CORK soccer is in mourning after the death of Chris Herlihy, one of the founding members of Cork City, and a driving force behind Avondale United.
The passionate supporter of Cork City and soccer on Leeside in general, was to the fore at Turner's Cross from the 1980s, serving as vice-chairman and his work on committees helped City lift their first league.
His focus turned to his beloved Avondale from there, and he was crucial behind the scenes as their Munster Senior Club enjoyed great success in Cork and also in the FAI Intermediate Cup. He was known for his utter commitment to the game and was hugely popular in Cork soccer circles.
He passed away at Marymount and he was described as the "dearly loved husband of Gretchen, adored dad of Sharon and Gretchen, dear brother of Noreen, wonderful grandad of David and Lee, Sean, Stephen and Alan and great-grandad of Devon and Hollie.
"Very sadly missed by his wife and family, sons-in-law Chris and Frank, extended family and many friends."
Cork City said: "Everyone at Cork City FC is deeply saddened to learn of the passing of Chris Herlihy.
"Chris was a founding member, vice-chairman and a lifelong fan of Cork City, as well as being an integral part of Avondale United.
"May he rest in peace."
Avondale United have called off all the club's games this weekend as a mark of respect.
Herlihy, a retired bookmaker from Ballinlough, was a founding member of City in 1984 and also gave a lifetime of service to Avondale, with whom he first became involved in 1972.
Having served as vice-chairman to Jim Hennebry when Cork City were established, Herlihy took over as chairman in June 1987 and was at the helm as the club won its first major silverware, the 1987-88 League Cup.

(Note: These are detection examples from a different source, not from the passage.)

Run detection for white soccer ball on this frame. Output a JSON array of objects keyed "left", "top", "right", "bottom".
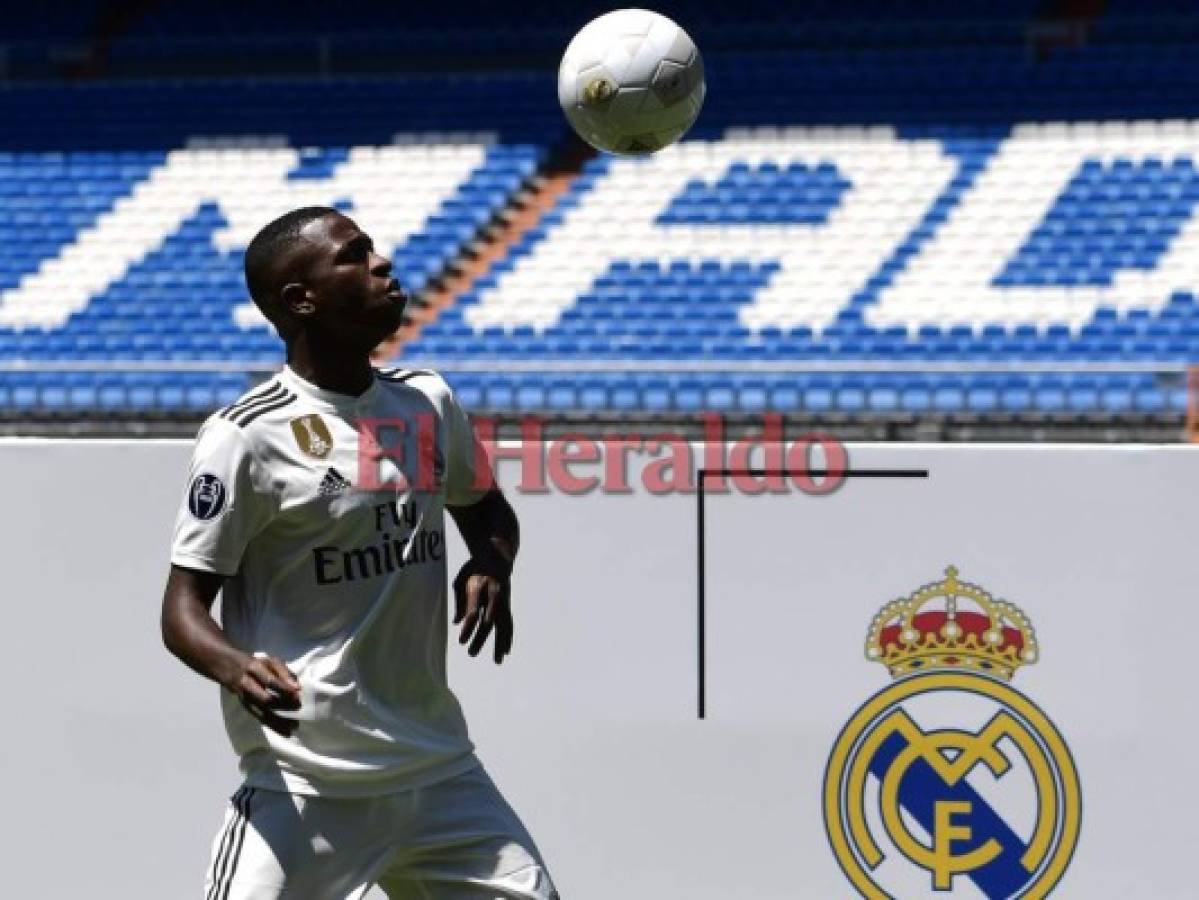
[{"left": 558, "top": 10, "right": 706, "bottom": 155}]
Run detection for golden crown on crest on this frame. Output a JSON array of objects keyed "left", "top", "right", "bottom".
[{"left": 866, "top": 566, "right": 1038, "bottom": 681}]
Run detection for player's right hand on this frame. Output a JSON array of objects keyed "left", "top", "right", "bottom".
[{"left": 228, "top": 656, "right": 300, "bottom": 737}]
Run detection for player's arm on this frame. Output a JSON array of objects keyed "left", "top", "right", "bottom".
[
  {"left": 162, "top": 566, "right": 300, "bottom": 737},
  {"left": 446, "top": 488, "right": 520, "bottom": 663}
]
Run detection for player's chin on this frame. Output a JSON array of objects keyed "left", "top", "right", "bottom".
[{"left": 363, "top": 297, "right": 406, "bottom": 340}]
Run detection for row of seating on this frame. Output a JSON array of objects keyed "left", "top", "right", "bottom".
[{"left": 0, "top": 372, "right": 1187, "bottom": 416}]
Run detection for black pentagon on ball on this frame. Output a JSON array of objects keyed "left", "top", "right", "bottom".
[{"left": 650, "top": 60, "right": 692, "bottom": 107}]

He stepped down in August 1989 but continued to serve as a director for a period after that and remained a supporter of the club up until his death.
He will be remembered, along with John Kennedy and Michael Hayes, in a minute’s silence before City’s game with St Patrick’s Athletic at Turner’s Cross on Saturday evening and Avondale have postponed all of their games this weekend.
“I started with Avondale in 1972, just as they were forming,” he told the Irish Examiner in 2012.
“I have been chairman, I forget how many times. I would do a stint, then step back for a season. The best thing is to have new fresh people, younger people, as they have new ideas.
"It most certainly has kept me young. There can be certain stresses when you become an officer in any club, but then you have to rise to the challenge.”
As well as football, Herlihy’s other passion was singing and he was a member of an all-male harmony group, The Polyphonics, who won numerous Irish Male Barbershop Chorus titles.
He is survived by his wife Gretchen, daughters Sharon and Gretchen, sister Noreen, grandchildren David, Lee, Seán, Stephen and Alan and great-grandchildren Devon and Hollie.